Metro Mirror heartbeat

The heartbeat is a Metro Mirror function. When the Metro Mirror heartbeat is disabled, data consistency across multiple storage systems is not guaranteed if the Copy Services Manager management server cannot communicate with one or more storage systems. The problem occurs as a result of the Hardware Freeze Timeout Timer function within the storage system. If the controlling software loses connection to a storage system, the Metro Mirror relationships that it is controlling remains established and there is no way to freeze those pairs to create consistency across the multiple storage systems. When the freeze times out, dependent I/O is written to the target storage systems, which might corrupt data consistency. Freeze refers to a Metro Mirror (peer-to-peer remote copy [PPRC]) freeze function.

When determining whether to use the Metro Mirror heartbeat, analyze your business needs. Disabling the Metro Mirror heartbeat might result in data inconsistency. If you enable the Metro Mirror heartbeat and a freeze occurs, your applications will be unable to write during the freeze.

Metro Mirror heartbeat is disabled by default.

Metro Mirror heartbeat is not available for Metro Mirror with HyperSwap® or Metro Global Mirror with HyperSwap.

There are two cases where lost communication between the coordination software (controller) and one or more storage systems can result in data consistency loss:
Freeze event not detected by a disconnected storage system
Consider a situation with four storage system machines in a primary site and four in a secondary site. One of the four storage systems on the primary loses the connection to the target site. This causes the affected storage system to prevent any writes from occurring, for a period determined by the Freeze timeout timer. At the same time, the affected storage controller loses communication with the controlling software and cannot communicate the Freeze event to the software.

Unaware of the problem, the controlling software does not issue the Freeze command to the remaining source storage systems. The freeze will stop dependent writes from being written to connected storage systems. However, once the Freeze times out and the long-busy is terminated, dependent write I/Os continue to be copied from the storage systems that did not receive the Freeze command. The Metro Mirror session remains in a state where one storage system has suspended copying while the other three storage systems are still copying data. This state causes inconsistent data on the target storage systems.

Freeze event detected, but unable to propagate the Freeze command to all storage systems
Consider a situation with four storage system machines in a primary site and four in a secondary site. One of the four storage systems on the primary loses the connection to the target site. This causes the affected storage system to issue long-busy to the applications for a period determined by the Freeze timeout timer. At the same time, one of the remaining three source systems loses communications with the controlling software.

The storage system that had an error writing to its target cannot communicate the Freeze event to the controlling software.
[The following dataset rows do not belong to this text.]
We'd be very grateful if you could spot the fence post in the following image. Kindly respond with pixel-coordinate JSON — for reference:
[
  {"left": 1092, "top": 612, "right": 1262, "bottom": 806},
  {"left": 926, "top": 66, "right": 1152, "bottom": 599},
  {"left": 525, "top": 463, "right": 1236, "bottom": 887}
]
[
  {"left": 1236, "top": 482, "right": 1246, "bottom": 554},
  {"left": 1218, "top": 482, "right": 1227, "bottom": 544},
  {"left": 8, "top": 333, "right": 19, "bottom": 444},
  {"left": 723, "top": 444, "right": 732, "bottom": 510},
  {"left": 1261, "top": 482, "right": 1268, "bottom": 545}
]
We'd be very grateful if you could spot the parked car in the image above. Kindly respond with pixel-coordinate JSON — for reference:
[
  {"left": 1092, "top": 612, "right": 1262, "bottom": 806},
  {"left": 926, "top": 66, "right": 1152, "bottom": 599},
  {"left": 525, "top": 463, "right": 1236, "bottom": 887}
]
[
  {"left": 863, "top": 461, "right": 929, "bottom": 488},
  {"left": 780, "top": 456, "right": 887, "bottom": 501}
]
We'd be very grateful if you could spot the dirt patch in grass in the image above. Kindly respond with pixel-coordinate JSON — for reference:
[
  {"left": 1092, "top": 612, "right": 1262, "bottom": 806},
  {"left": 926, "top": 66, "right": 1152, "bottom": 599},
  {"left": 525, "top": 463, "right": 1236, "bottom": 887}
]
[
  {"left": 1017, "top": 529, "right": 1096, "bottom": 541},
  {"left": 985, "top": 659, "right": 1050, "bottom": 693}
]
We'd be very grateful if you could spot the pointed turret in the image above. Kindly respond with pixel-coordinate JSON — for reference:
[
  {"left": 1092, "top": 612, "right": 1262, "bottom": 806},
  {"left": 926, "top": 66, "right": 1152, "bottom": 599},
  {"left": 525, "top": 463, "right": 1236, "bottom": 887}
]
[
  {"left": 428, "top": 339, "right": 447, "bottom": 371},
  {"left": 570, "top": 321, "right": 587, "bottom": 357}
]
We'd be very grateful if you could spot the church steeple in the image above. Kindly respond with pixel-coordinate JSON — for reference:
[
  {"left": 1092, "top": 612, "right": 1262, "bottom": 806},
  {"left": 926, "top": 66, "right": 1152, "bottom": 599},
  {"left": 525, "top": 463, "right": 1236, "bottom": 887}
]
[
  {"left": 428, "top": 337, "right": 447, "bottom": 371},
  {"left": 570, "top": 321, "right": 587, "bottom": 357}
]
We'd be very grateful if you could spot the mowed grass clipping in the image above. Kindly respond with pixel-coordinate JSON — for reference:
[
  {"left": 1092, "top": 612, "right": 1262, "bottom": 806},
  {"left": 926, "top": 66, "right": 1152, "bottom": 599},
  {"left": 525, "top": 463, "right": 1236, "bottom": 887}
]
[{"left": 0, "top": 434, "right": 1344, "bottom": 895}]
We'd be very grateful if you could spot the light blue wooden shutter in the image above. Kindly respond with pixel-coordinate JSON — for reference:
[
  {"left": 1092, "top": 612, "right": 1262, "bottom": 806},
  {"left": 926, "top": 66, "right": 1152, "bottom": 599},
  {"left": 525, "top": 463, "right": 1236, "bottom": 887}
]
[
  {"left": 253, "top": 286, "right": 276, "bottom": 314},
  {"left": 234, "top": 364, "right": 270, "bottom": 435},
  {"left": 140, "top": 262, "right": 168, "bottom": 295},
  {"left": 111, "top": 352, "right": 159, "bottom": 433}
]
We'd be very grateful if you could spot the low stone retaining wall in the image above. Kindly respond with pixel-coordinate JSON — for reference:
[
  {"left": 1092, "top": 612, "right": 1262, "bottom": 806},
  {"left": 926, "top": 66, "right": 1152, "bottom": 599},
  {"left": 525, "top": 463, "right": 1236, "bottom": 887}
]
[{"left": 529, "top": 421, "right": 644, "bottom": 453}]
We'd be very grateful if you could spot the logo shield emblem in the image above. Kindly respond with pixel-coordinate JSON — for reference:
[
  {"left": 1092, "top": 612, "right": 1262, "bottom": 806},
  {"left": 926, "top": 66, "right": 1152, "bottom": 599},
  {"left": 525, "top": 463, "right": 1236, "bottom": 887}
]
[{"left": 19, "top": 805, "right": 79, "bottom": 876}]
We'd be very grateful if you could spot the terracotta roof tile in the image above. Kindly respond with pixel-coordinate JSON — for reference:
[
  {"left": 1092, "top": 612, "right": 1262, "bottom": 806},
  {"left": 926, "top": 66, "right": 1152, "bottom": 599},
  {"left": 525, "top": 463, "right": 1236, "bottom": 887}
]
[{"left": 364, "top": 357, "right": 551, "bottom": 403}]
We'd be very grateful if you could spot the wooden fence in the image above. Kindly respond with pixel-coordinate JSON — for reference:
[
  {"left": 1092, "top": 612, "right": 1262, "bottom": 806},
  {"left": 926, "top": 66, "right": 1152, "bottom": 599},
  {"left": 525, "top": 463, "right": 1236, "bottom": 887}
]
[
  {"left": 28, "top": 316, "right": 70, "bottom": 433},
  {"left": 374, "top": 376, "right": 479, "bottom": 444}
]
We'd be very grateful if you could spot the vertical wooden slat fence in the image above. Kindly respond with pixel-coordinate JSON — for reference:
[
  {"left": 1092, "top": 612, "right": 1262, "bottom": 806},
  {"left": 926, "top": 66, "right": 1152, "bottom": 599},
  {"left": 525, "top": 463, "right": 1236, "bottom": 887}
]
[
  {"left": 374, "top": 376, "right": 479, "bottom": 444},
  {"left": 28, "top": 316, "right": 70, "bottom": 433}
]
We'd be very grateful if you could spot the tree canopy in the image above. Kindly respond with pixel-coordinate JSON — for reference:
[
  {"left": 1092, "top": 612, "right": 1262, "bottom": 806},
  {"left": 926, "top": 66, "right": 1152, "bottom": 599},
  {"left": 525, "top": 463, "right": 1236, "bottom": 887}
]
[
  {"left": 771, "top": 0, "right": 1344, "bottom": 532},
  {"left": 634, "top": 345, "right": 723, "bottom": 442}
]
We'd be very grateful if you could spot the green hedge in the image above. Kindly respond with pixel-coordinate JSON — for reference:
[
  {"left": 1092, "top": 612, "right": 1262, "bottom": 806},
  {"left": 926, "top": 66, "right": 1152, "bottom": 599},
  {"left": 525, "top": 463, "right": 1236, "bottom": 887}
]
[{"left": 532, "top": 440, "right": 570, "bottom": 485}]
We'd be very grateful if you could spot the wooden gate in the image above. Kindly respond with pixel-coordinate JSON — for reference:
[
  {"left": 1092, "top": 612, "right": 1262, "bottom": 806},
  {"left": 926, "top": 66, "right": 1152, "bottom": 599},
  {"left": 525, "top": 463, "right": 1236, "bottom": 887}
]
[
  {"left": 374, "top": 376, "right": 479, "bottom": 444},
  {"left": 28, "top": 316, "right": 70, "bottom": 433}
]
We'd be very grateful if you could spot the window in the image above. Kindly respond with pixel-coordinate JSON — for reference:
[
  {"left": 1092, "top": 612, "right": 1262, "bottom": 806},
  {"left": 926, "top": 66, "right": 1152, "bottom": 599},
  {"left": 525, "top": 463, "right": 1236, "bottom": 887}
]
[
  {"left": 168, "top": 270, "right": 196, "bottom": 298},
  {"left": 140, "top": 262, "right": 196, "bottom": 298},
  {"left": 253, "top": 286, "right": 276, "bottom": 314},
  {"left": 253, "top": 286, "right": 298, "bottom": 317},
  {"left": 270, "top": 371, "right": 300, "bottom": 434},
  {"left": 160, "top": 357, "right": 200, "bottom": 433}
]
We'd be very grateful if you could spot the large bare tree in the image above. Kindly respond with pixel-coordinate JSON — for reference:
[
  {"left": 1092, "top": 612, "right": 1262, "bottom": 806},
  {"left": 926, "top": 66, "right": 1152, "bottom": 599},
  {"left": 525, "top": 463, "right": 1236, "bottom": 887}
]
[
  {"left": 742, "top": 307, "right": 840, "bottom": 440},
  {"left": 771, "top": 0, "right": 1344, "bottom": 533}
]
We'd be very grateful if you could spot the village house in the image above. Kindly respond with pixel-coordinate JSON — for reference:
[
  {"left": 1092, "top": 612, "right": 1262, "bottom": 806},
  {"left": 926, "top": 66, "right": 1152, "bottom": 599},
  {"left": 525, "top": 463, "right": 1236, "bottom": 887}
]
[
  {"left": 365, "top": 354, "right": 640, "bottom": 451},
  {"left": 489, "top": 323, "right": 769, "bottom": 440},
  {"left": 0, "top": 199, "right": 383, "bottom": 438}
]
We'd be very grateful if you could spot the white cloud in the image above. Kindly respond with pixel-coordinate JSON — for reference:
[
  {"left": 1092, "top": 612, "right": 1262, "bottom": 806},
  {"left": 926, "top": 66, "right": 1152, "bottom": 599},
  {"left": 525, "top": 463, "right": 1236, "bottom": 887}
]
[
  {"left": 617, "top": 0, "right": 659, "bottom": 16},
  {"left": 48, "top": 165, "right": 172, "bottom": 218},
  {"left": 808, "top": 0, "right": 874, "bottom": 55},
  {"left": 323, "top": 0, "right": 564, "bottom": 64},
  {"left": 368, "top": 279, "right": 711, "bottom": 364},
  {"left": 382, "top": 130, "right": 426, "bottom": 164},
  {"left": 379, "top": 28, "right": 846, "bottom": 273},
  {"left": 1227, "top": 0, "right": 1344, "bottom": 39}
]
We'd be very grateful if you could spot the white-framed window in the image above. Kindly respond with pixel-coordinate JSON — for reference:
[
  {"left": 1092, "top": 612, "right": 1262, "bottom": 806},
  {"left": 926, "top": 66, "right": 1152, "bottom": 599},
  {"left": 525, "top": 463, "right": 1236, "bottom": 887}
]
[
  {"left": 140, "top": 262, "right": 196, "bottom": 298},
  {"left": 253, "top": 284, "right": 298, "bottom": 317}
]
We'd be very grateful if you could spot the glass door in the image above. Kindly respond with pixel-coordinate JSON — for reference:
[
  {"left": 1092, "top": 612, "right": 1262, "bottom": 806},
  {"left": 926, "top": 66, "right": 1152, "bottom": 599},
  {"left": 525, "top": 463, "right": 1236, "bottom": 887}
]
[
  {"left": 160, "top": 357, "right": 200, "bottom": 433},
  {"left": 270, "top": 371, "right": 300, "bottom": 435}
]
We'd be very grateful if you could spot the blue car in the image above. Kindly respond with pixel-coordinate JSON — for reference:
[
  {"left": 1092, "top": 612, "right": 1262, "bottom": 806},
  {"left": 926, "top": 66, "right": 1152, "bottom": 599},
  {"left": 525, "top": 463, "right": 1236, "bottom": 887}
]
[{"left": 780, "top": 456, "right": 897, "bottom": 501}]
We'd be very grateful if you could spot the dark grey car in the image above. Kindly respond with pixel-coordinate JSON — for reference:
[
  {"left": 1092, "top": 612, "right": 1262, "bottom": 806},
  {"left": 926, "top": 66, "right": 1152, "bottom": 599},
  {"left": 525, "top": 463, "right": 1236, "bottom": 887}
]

The controlling software issues the Freeze command to all but the disconnected storage system (the one that lost communication with the software). The long-busy stops dependent writes from being written to the connected storage systems.

However, once the Freeze times out on the frozen storage system and the long-busy is terminated, dependent write I/Os continue to the target storage system from the source storage system that lost communication and did not receive the Freeze command. The Metro Mirror session remains in a state where three storage systems have suspended copying and one storage system is still copying data. This state causes inconsistent data on the target storage systems.

Before Copy Services Manager V3.1, if the controlling software within a Metro Mirror environment detected that a managed storage system lost its connection to its target, the controlling software stopped all the other source systems to ensure consistency across all the targets. However, if the controlling software lost communication with any of the source subsystems during the failure, it could not notify those storage systems of the freeze event or ensure data consistency. The Metro Mirror heartbeat helps to overcome this problem. In a high-availability configuration, the Metro Mirror heartbeat is continued by the standby server after the Takeover command is issued on the standby, enabling you to perform actions on the standby server without causing a freeze.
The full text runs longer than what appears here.